The Road Home: A Contemporary Exploration of the Buddhist Path
“This is not to say that the book lacks purpose, but that perhaps it takes on too much in the vastness of its overview.”
Here is Ethan Nichtern, a young teacher in the Shambhala Buddhist tradition of Chögyam Trungpa Rinpoche. Fellow Buddhist teacher, Sharon Salzberg, provides a slight introduction to this book in which she claims him as “the future of Buddhism.” He is also the author of One City: A Declaration of Interdependence (2007) and the founder of the Interdependence Project.
While one can accept him as a kind of hip explainer and apologist of Buddhism for new audiences, one hopes for more from him and for Buddhism.
Nichtern has the formula down, and provides us with four basic sections: “The Journey of Self-Awareness,” “The Journey of Relationships,” “The Sacred Journey,” and “Society’s Journey.” Within these are the numbered lists of twelve stages of karma, the five precepts, etc.
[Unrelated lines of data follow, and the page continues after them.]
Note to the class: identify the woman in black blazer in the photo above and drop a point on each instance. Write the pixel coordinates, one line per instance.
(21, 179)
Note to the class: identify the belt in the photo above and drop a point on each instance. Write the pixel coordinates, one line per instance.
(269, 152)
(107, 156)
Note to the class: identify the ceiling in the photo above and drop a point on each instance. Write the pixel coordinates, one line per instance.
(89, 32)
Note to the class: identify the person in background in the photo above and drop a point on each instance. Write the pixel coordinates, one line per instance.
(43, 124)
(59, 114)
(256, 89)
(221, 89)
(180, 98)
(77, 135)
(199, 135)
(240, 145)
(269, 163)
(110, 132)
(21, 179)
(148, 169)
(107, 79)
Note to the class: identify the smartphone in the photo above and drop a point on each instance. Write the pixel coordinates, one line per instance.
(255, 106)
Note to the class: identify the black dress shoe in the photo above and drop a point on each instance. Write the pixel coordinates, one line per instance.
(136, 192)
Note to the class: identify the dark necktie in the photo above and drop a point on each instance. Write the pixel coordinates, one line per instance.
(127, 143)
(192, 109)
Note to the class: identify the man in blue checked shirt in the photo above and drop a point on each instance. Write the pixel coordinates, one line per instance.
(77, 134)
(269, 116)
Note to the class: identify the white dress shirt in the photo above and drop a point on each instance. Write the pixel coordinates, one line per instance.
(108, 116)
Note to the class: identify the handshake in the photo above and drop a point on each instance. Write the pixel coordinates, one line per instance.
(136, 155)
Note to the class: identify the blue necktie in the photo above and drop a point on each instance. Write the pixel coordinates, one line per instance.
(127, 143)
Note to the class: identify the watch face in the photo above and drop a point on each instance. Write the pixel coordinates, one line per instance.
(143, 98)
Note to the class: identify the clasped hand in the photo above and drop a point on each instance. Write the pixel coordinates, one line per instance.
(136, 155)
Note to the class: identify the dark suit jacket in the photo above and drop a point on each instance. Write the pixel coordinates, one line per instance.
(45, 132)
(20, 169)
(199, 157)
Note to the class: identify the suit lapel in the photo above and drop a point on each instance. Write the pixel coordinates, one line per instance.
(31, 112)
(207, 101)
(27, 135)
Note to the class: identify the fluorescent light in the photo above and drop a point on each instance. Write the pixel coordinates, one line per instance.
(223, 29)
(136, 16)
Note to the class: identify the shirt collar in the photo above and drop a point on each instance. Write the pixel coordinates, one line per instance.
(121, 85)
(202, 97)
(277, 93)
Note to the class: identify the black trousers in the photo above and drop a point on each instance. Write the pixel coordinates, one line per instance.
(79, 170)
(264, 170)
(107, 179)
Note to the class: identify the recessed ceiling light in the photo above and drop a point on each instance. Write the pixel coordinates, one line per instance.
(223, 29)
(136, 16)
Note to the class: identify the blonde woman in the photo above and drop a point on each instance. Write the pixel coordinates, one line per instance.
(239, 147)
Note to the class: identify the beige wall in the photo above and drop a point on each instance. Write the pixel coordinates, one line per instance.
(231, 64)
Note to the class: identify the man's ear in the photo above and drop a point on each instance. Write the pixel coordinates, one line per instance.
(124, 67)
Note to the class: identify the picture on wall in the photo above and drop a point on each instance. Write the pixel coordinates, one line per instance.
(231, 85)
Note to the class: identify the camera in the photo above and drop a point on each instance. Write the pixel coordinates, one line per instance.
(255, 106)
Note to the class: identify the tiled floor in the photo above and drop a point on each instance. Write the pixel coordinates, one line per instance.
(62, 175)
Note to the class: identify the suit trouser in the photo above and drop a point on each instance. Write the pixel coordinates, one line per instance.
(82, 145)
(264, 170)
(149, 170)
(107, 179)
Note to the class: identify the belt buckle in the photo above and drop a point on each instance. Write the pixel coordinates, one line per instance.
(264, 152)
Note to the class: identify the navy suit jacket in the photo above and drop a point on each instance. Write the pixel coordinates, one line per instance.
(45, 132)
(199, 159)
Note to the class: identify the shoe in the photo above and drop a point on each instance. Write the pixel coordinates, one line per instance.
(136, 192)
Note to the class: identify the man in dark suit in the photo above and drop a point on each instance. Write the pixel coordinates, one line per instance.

Here is a sample of his teachings:
“The Sanskrit word samsara—which traditionally represents the summation of all our confusion and destructive patters of behavior—literally means “wandering around.” The Tibetan word for a sentient being caught up in confusion—drowa—could be translated as “always on the go.” I like to think of this word as meaning “commuter.” For the standpoint of our struggle, we are wanderers, commuters addicted to a state of transit, always thinking that we will be most satisfied somewhere other than here.”
The style and tone is that of a teacher trying to explain, using a textbook yet reaching for examples to make it relevant. The tone of the book becomes dogmatic and lacks the maturity and wisdom of older teachers, say Thich Nhat Hanh or Pema Chodron or Ezra Bayda. Here’s an example of this lecturing tone:
“Promoting life stands in contrast to refraining from the negative action of mindlessly taking life, or killing. While the practical application and debate of this question often involves the consumption of mean, the question is actually much broader than that. . . . Within this contemplation, we turn our thoughts to the basic question of how our habitual aggression causes us to thoughtlessly destroy or hinder the energy of situations around us.”
Nichtern’s tone and stance thus push the reader to an awkward position. One feels outside of Buddhism looking in, rather than inside listening and gathering in. Perhaps this tone may appeal to novices as an “Introduction to Buddhism 101,” and it may prove useful, but this reader feels let down.
This is not to say that the book lacks purpose, but that perhaps it takes on too much in the vastness of its overview. One misses the presence and intimacy of the moment that it so advocates. The book is a storehouse of information and charts, followed by a welcome list of “Suggested Readings.”